At the end of the day, we were prioritizing learning above revenue at this point.
After users converted from PPC they would be entered into a marketing automation funnel that had a goal to get the subscribers to fill in a Typeform.
Filling in the Typeform was BOF goal and we had a ~30% conversion rate from the leads we got from Adwords.
So from 75 leads, only 22 filled in the Typeform.
Some of the questions we asked were:
- If they currently have a business mentor
- How much would they be willing to pay for a growth mentor
- What their biggest growth challenges were (that question was open-ended)
If you want to do a similar style survey for pre-launch leads, I generally recommend some variation of the 3 x questions here.
Always ask them how much they’d be willing to pay for.
But take that with a grain of salt, from my experience people generally choose a higher amount what they’d really be open to paying for.
Once you start getting results in from the pre-launch users, you’ll need to do qualitative coding to index the pain points of respondents in order to identify patterns.
Qualitative coding helps you make sense of unstructured data.
It’s quite time consuming, but it’s something that you wouldn’t want to outsource to anyone at this stage.
It’s your startup idea, do it yourself!
How it works is simple.
Read through the answers and assign tags to each answer.
Then try and bucket or group similar tags together.
For example, those three rows at least would be able to get tagged as having a pain point related to confidence issues.
Rinse and repeat that across all pain points.
By doing this you can do a cohort analysis and find trends across different segments of users.
This is extremely helpful in creating accurate buyer personas in the later stages of the customer development process.
Remember, your pain is irrelevant if other people don’t feel it too.
In my case, for better or for worse, I wasn’t alone in my pain, and others also were seemingly desperate for a solution as well.
Don’t blindly go into battle.
Make a list of all your competitors, direct and indirect.
Examples of direct competitors for a CRM SaaS would be the typical suspects like Salesforce and Close.com whereas an indirect competitor would be Google Sheets or Excel.

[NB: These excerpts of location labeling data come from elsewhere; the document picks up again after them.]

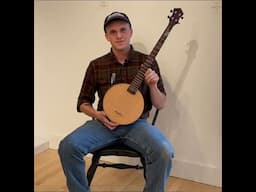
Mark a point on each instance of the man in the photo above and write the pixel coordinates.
(124, 62)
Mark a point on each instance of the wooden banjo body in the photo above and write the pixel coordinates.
(123, 103)
(122, 106)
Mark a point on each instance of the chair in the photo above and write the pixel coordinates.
(116, 149)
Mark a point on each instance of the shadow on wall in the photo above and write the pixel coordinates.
(174, 120)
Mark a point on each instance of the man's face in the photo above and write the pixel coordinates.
(119, 33)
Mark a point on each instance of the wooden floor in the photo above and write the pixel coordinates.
(49, 177)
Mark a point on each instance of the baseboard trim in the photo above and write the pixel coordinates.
(40, 145)
(202, 173)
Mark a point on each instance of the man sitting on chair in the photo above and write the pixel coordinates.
(124, 62)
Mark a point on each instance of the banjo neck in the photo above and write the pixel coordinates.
(139, 78)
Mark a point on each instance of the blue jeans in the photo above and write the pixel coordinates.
(92, 135)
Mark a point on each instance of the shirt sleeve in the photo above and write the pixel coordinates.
(160, 83)
(88, 89)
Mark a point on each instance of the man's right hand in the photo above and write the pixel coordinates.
(101, 116)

Ideally, by this point, you would have already gotten all this data directly from the leads you’ve got from your landing page.
After you make your list of competitors you should start dialogues with their users.

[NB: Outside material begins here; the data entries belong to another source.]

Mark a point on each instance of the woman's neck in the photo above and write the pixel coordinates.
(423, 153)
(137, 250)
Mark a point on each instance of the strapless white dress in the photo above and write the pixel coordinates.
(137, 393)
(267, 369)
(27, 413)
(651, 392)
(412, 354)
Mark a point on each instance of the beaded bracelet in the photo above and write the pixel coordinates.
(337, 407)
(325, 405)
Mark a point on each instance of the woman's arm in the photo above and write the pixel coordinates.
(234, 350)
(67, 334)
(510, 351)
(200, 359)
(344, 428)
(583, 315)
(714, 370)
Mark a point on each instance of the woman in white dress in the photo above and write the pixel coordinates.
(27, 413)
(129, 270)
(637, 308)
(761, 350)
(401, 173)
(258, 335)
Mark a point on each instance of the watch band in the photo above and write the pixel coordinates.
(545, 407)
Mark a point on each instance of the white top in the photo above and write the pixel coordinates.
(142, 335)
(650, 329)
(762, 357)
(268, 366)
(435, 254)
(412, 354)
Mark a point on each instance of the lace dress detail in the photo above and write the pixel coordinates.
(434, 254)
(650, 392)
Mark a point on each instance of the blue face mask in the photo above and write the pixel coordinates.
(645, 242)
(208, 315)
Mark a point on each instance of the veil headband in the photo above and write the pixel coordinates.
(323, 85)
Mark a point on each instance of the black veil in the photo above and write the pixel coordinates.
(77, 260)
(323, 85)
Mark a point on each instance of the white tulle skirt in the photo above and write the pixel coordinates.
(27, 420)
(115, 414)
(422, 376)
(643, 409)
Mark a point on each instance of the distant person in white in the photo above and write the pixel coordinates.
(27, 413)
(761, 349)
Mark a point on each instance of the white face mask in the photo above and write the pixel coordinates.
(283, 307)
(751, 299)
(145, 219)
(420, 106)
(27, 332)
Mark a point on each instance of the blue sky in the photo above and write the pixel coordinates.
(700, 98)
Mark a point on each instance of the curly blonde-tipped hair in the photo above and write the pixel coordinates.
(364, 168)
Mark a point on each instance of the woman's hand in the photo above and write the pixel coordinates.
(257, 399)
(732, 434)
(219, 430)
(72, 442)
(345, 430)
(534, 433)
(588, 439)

In the example below, I did some market research on the inner workings of the platform Clarity.fm by reaching out to experts on their platform via LinkedIn.
The goal here was not to poach their users since that went against our business model of curation anyway, but to learn more about the market in general.
I was fairly confident that the problem was validated at this point, but what I wasn’t 100% sure of was the business model and also the market demand.
This is something that I think that everyone should do during their startup validation phase.
I think the reason why it worked so well is that it was relevant and non-threatening.
- I stated a fact about them, yes, they did indeed have a profile on Clarity.fm
- I asked them a simple Yes or No question.
- I explained why I’m asking, “doing some market research.” Which honestly was the truth.
The feedback I got from these dialogues was pretty instrumental in helping us hone in on a refreshingly unique positioning in this market.
And feel free to steal my template, it worked exceptionally well and got me hundreds of replies.
Creating a go-to-market strategy really doesn’t have that much to do with validation, but I want to mention it.
Because products don’t sell themselves. The whole “build it and they will come” mentality has gotten a lot of founders in trouble.
But remember, a go-to-market strategy isn’t set in stone.
The above was my GTM I made while in the validation process of GrowthMentor.
Did I follow it point for point?
But it gave me the confidence to keep pushing forwards because at least I had a plan.